Spaces:
Sleeping
Database Population Guide
This guide explains how to populate your Supabase database with synthetic data for testing the Cognexa ML pipeline.
Overview
The populate_database.py script creates realistic synthetic data that simulates real users and their behavior. This allows you to:
- Test the full ML pipeline from database → Spring Boot → FastAPI → predictions
- Verify feature calculation matches training data
- Test your backend API endpoints with realistic data
- Validate your ML service can predict on real database rows
Prerequisites
- Supabase Database: Ensure your Supabase database is created and running
- Database Credentials: Get your Supabase connection details from the Supabase dashboard
- Python Dependencies: Install required packages
Setup
1. Configure Database Credentials
Copy .env.example to .env and update with your Supabase credentials:
cd ML
cp .env.example .env
Edit .env with your Supabase connection details:
SUPABASE_DB_URL=jdbc:postgresql://aws-1-ap-southeast-2.pooler.supabase.com:6543/postgres?prepareThreshold=0&tcpKeepAlive=true&socketTimeout=0&connectTimeout=30
SUPABASE_DB_USERNAME=postgres.your-project-ref
SUPABASE_DB_PASSWORD=your-supabase-password
2. Install Dependencies
cd ML
pip install psycopg2-binary python-dotenv numpy
Usage
Basic Usage
cd ML
python populate_database.py
This creates 50 users with 100 tasks each (5000 total tasks).
Custom Parameters
# Create 20 users with 50 tasks each
python populate_database.py --users 20 --tasks 50
# Create 100 users with 200 tasks each
python populate_database.py --users 100 --tasks 200
What Gets Created
Per User
| Data Type | Quantity | Description |
|---|---|---|
| Users | 1 | User account with personality profile |
| Tasks | 100 | Realistic tasks with completion probabilities |
| Behavior Events | 50 | Task and focus session events |
| Habits | 5 | Habit tracking with completions |
| Analytics | 30 | Daily productivity metrics |
| Task Predictions | 100 | ML predictions for each task |
| Interventions | 20 | Proactive behavioral interventions |
| Coaching Insights | 15 | AI-generated coaching recommendations |
| Notifications | 30 | User notifications |
| Prediction Feedback | 40 | User feedback on predictions |
| Activity Logs | 50 | User activity tracking |
| User Streaks | 8 | Habit streak tracking |
| Achievements | 10 | Gamification achievements |
| Focus Sessions | 25 | Pomodoro session tracking |
| User Settings | 1 | User preferences |
| Wellbeing Data | 30 | Daily mood and energy tracking |
| Goals | 5 | User goals with progress |
| Recurring Tasks | 10 | Recurring task patterns |
| Saved Filters | 5 | Task filter configurations |
| Research Data | 1 | Research consent and participation |
| Export History | 3 | Data export records |
| ML Experiments | 1 | Model training records |
| AB Testing | 1 | Feature experiment records |
| EMA Prompts | 20 | Experience sampling prompts |
| Task Templates | 10 | Reusable task templates |
Data Generation Logic
Personality Profiles
Uses the Big Five (OCEAN) personality model with realistic correlations:
- Openness: Creativity and curiosity
- Conscientiousness: Organization and dependability
- Extraversion: Sociability and energy
- Agreeableness: Cooperativeness
- Neuroticism: Emotional stability
Task Completion Probability
Calculated based on:
- Personality-task interaction (conscientiousness is strongest predictor)

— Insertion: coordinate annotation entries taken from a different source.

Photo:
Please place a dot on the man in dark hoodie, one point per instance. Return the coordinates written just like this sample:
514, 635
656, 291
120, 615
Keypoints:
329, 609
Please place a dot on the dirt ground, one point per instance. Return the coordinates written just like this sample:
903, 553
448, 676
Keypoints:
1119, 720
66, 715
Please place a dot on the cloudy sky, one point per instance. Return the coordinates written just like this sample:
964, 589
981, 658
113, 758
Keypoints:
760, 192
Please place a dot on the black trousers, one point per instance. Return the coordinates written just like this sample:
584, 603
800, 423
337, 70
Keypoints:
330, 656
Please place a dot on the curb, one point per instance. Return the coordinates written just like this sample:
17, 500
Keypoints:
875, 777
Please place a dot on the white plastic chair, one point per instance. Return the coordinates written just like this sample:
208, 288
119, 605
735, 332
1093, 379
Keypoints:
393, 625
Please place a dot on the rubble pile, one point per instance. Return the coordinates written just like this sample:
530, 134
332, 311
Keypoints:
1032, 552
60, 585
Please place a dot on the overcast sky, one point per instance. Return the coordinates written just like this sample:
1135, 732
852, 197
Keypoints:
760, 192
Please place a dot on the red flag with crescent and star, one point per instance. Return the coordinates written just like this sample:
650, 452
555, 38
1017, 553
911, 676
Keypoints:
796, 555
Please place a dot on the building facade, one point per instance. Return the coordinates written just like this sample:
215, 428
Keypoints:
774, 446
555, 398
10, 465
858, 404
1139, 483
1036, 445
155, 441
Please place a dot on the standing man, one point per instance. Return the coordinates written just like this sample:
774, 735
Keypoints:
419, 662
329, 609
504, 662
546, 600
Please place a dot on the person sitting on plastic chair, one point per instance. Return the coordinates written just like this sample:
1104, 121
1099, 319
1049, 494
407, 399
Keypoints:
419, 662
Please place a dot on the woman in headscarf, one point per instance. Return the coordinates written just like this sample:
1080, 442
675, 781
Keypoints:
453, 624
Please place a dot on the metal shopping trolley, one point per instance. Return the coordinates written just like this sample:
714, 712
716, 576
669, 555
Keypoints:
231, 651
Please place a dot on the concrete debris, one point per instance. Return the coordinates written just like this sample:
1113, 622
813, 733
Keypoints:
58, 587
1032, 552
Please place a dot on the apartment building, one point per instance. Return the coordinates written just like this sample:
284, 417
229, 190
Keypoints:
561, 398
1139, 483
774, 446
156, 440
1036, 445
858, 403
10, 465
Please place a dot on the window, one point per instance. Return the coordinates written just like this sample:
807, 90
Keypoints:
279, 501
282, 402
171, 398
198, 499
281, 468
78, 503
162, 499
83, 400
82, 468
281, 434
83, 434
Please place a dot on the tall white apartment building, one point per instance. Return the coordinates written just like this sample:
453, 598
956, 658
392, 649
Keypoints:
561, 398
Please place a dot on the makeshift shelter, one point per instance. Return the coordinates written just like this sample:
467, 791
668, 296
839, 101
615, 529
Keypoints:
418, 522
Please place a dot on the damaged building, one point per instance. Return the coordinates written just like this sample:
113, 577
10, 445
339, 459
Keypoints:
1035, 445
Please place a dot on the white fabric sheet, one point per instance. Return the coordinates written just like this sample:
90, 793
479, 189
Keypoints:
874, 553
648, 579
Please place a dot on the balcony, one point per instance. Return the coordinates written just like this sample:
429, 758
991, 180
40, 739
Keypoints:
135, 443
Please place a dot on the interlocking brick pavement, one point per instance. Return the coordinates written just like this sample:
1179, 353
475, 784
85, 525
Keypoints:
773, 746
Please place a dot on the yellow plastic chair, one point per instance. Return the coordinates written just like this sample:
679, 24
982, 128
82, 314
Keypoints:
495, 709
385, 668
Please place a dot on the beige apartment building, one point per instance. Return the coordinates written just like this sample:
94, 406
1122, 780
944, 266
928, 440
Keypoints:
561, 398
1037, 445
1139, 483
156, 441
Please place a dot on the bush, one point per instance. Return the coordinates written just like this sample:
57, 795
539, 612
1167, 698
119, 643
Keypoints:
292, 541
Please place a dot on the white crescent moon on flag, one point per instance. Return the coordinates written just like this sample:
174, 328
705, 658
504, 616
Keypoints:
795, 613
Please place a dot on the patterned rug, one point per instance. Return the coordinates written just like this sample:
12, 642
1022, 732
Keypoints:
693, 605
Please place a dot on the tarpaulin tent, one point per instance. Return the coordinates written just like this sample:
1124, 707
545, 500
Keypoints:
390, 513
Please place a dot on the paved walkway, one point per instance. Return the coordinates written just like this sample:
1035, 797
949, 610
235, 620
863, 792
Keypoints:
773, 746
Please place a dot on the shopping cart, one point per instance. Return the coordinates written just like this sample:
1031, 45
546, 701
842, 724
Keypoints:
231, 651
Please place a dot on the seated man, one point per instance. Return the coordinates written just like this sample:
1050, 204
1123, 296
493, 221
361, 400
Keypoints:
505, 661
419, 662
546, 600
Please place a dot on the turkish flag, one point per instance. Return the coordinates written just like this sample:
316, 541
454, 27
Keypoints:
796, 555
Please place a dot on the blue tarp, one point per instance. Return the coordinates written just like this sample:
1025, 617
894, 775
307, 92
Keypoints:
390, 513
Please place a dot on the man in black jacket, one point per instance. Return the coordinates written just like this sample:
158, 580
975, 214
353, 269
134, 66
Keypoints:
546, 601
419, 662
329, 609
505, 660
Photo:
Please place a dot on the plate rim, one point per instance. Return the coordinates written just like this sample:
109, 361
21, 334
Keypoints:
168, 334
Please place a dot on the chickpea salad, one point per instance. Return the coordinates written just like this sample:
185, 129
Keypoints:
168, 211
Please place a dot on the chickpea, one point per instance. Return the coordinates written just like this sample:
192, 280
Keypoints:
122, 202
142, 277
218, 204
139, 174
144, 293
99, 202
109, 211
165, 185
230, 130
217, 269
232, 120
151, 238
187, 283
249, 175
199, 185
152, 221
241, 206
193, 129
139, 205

- Task priority and complexity
- Time pressure
- Category-specific effects
Behavioral Patterns
- Realistic task creation timestamps
- Historical behavior tracking
- Habit completion streaks
- Focus session metrics
Testing the Pipeline
1. Start Spring Boot Backend
cd server
mvn spring-boot:run
2. Start FastAPI ML Service
cd ML
python main.py
3. Test Predictions
# Get a task ID from the database
SELECT id FROM tasks LIMIT 1;
# Test prediction endpoint
curl -X POST http://localhost:8080/api/predictions/task/{taskId}
4. Verify Feature Calculation
Check that the features calculated by Spring Boot match what was used during training:
SELECT
t.id,
t.complexity,
t.priority,
t.category,
p.openness,
p.conscientiousness,
p.extraversion,
p.agreeableness,
p.neuroticism
FROM tasks t
JOIN personality_profiles p ON t.user_id = p.user_id
LIMIT 10;
Troubleshooting
Connection Issues
If you see connection errors:
- Verify Supabase credentials in
.env - Check Supabase dashboard for database status
- Ensure your IP is whitelisted in Supabase network settings
- Verify the database URL format
Permission Errors
If you see permission errors:
- Ensure the database user has INSERT permissions
- Check table constraints are satisfied
- Verify UUID generation extension is enabled
Data Already Exists
If data already exists, the script will skip duplicate entries using ON CONFLICT DO NOTHING.
Data Cleanup
To clear the database and start fresh:
-- In Supabase SQL Editor or psql
TRUNCATE TABLE user_achievements CASCADE;
TRUNCATE TABLE user_streaks CASCADE;
TRUNCATE TABLE habit_completions CASCADE;
TRUNCATE TABLE habits CASCADE;
TRUNCATE TABLE task_predictions CASCADE;
TRUNCATE TABLE behavior_events CASCADE;
TRUNCATE TABLE tasks CASCADE;
TRUNCATE TABLE personality_profiles CASCADE;
TRUNCATE TABLE users CASCADE;
Performance Notes
- Uses batch inserts (
executemany) for optimal performance - Connection pooling recommended for large datasets
- Consider running during off-peak hours for production databases
Next Steps
After populating the database:
- Test your Spring Boot API endpoints
- Verify ML service predictions
- Check feature calculation accuracy
- Validate frontend displays data correctly
- Run end-to-end tests